There are four different types of qi found in the human body; Inborn, Pectoral, Nutritive and Protective Qi. 

  1. Inborn Qi: Possesses prenatal and congenital properties. After conception “congenital essence” (vital essence inherited from your parents) is stored in the kidneys, where inborn qi originates. It can be further nourished by “acquired essence” (food essence derived from digestion). Inborn qi starts its travels at the “vital gate” located between the two kidneys, then moves through the triple burner and circulates through the organs, muscles, skin and meridians providing the energy source needed for all life activities.
  2. Pectoral Qi: This qi is stored in the chest. It is formed by the fresh air inhaled by the lungs and by food essence derived from the spleen and stomach. Pectoral qi penetrates the blood vessels of the heart and lungs, it moves outward during expiration and inward during inspiration. Its ability to flow freely through the blood vessels and the heart is important for regulating the heartbeat and supporting circulation of blood and other types of qi.

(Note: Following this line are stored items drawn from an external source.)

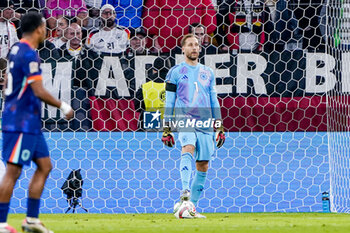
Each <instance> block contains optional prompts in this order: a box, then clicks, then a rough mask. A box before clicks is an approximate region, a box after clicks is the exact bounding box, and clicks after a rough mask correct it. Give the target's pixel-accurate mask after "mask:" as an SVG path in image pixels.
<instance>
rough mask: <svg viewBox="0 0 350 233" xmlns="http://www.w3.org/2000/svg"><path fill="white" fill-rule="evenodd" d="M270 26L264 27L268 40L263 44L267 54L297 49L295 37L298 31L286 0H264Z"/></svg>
mask: <svg viewBox="0 0 350 233" xmlns="http://www.w3.org/2000/svg"><path fill="white" fill-rule="evenodd" d="M265 4H266V6H267V7H268V9H269V12H270V20H271V23H272V24H269V26H267V25H265V32H266V33H267V34H268V35H267V37H269V40H267V42H266V44H265V46H264V47H265V50H266V51H268V52H273V51H283V50H285V49H288V50H294V49H297V48H298V43H297V40H298V38H297V35H298V32H299V29H298V27H297V21H296V19H295V18H294V15H293V10H292V3H291V2H287V1H286V0H279V1H277V0H266V2H265Z"/></svg>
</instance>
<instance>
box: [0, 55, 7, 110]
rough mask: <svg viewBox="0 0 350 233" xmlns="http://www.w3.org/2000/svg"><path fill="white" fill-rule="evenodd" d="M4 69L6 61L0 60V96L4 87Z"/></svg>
mask: <svg viewBox="0 0 350 233" xmlns="http://www.w3.org/2000/svg"><path fill="white" fill-rule="evenodd" d="M6 68H7V60H6V59H5V58H0V95H1V93H2V89H3V86H4V85H5V78H6ZM1 99H2V98H0V103H2V102H1ZM0 109H2V104H0Z"/></svg>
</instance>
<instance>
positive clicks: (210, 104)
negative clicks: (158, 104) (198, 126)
mask: <svg viewBox="0 0 350 233" xmlns="http://www.w3.org/2000/svg"><path fill="white" fill-rule="evenodd" d="M166 82H168V83H172V84H175V85H176V92H175V96H174V94H173V92H170V91H167V92H166V109H165V119H166V120H167V119H168V118H167V116H170V115H172V113H173V112H174V107H175V118H176V119H177V120H179V118H181V117H185V118H192V119H196V120H202V121H206V120H207V119H209V118H211V119H221V113H220V105H219V102H218V99H217V94H216V90H215V85H216V82H215V76H214V72H213V70H212V69H211V68H209V67H207V66H204V65H202V64H199V63H198V64H197V65H196V66H191V65H188V64H187V63H186V62H182V63H181V64H179V65H177V66H174V67H173V68H172V69H171V70H170V71H169V73H168V75H167V78H166ZM174 99H175V102H173V100H174Z"/></svg>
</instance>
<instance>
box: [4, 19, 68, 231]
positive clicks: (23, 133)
mask: <svg viewBox="0 0 350 233" xmlns="http://www.w3.org/2000/svg"><path fill="white" fill-rule="evenodd" d="M21 28H22V30H23V39H22V40H21V41H20V42H19V43H17V44H15V45H14V46H13V47H12V48H11V50H10V52H9V54H8V61H9V66H8V74H7V86H6V90H5V96H6V99H5V108H4V112H3V118H2V130H3V159H4V161H6V162H7V169H6V173H5V176H4V177H3V179H2V181H1V183H0V233H14V232H16V230H15V229H14V228H13V227H11V226H9V225H8V224H7V223H6V221H7V215H8V212H9V205H10V199H11V195H12V192H13V188H14V186H15V184H16V181H17V179H18V178H19V176H20V174H21V171H22V167H23V166H24V165H30V162H31V161H33V162H34V163H35V164H36V165H37V169H36V171H35V173H34V175H33V177H32V180H31V181H30V184H29V190H28V201H27V217H26V218H25V220H24V221H23V223H22V230H23V231H24V232H37V233H41V232H43V233H44V232H45V233H51V232H52V231H50V230H48V229H47V228H46V227H45V226H44V225H43V224H42V223H41V222H40V220H39V218H38V216H39V207H40V197H41V194H42V191H43V189H44V185H45V182H46V179H47V176H48V175H49V173H50V171H51V169H52V165H51V160H50V157H49V150H48V147H47V144H46V141H45V138H44V136H43V134H42V132H41V101H43V102H45V103H47V104H49V105H52V106H55V107H57V108H60V109H61V110H62V112H63V114H64V115H65V116H66V118H67V119H70V118H71V117H73V110H72V108H71V107H70V105H68V104H67V103H64V102H61V101H59V100H57V99H56V98H54V97H53V96H52V95H51V94H50V93H49V92H48V91H47V90H46V89H45V88H44V87H43V81H42V80H43V78H42V76H41V69H40V60H39V57H38V54H37V52H36V51H35V49H36V48H37V47H38V46H39V43H41V42H43V41H44V40H45V37H46V23H45V20H44V18H43V17H42V16H41V15H40V14H38V13H28V14H26V15H25V16H23V18H22V19H21Z"/></svg>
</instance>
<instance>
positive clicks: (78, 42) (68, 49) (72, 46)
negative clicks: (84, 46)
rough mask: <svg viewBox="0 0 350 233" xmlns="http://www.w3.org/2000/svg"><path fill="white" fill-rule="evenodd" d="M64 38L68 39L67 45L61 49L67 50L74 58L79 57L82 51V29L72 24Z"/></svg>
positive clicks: (70, 26)
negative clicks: (64, 49) (77, 56)
mask: <svg viewBox="0 0 350 233" xmlns="http://www.w3.org/2000/svg"><path fill="white" fill-rule="evenodd" d="M64 36H65V37H66V38H67V40H68V41H67V43H66V45H65V47H64V46H62V47H61V49H67V51H68V53H69V54H70V55H71V56H72V57H75V58H76V57H77V56H78V55H79V53H80V51H81V40H82V31H81V27H80V26H79V25H78V24H77V23H72V24H71V25H70V26H69V27H68V28H67V29H66V30H65V33H64Z"/></svg>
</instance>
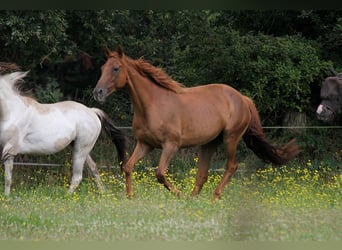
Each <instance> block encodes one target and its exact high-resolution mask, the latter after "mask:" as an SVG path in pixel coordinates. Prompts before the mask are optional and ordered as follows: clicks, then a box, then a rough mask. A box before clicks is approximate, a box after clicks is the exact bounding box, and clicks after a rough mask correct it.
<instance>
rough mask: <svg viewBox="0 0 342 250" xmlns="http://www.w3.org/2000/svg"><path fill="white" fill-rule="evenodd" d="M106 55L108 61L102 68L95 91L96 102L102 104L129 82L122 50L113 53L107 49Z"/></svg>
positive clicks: (94, 90)
mask: <svg viewBox="0 0 342 250" xmlns="http://www.w3.org/2000/svg"><path fill="white" fill-rule="evenodd" d="M105 55H106V57H107V61H106V63H105V64H104V65H102V67H101V70H102V73H101V77H100V79H99V80H98V82H97V84H96V86H95V88H94V90H93V95H94V98H95V100H97V101H100V102H104V101H105V99H106V97H107V96H109V95H110V94H111V93H113V92H114V91H116V90H117V89H120V88H123V87H124V86H125V84H126V82H127V67H126V65H125V62H124V56H125V55H124V52H123V50H122V48H120V47H119V48H118V49H117V51H114V52H113V51H110V50H109V49H108V48H107V47H106V48H105Z"/></svg>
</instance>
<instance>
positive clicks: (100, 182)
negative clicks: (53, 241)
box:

Pectoral qi supports breathing function h=which in turn affect how loud or low your voice can be as well as playing a key role in keeping the body warm. 
  3. Nutritive Qi: Circulates through the blood vessels with the blood, supplying nourishment to the body. Main source of nutritive qi comes from food essence derived from the spleen and stomach’s transformation  and transportation properties. This qi starts in the middle burner and moves its way up to the lungs where it enters the main circulation. Nutritive qi has yin properties where it forms into materials needed by other parts of the body. It circulates primarily on the interior to nourish the organs.
  4. Protective Qi: Protects against evils. Evils are environmental factors that lead to illness. This is very similar to the western immune system, which helps prevent diseases from occurring or spreading. Protective qi has yang properties becuases of its more functional properties. As the other is above, pectoral qi is also derived from the spleen and stomach food essence. Internally protective qi is distributed to the diaphragm and scattered round the chest and abdominal cavities. Externally, it moves between the skin and muscles providing protection. Protective qi not only protects us from dis-ease and illness but it also regulates the sweat glands and pores and provide the necessary nutrients for the hair, skin and muscles. 

Although there are many types of Qi in the human body, all these types are ultimately one Qi manifesting in different forms.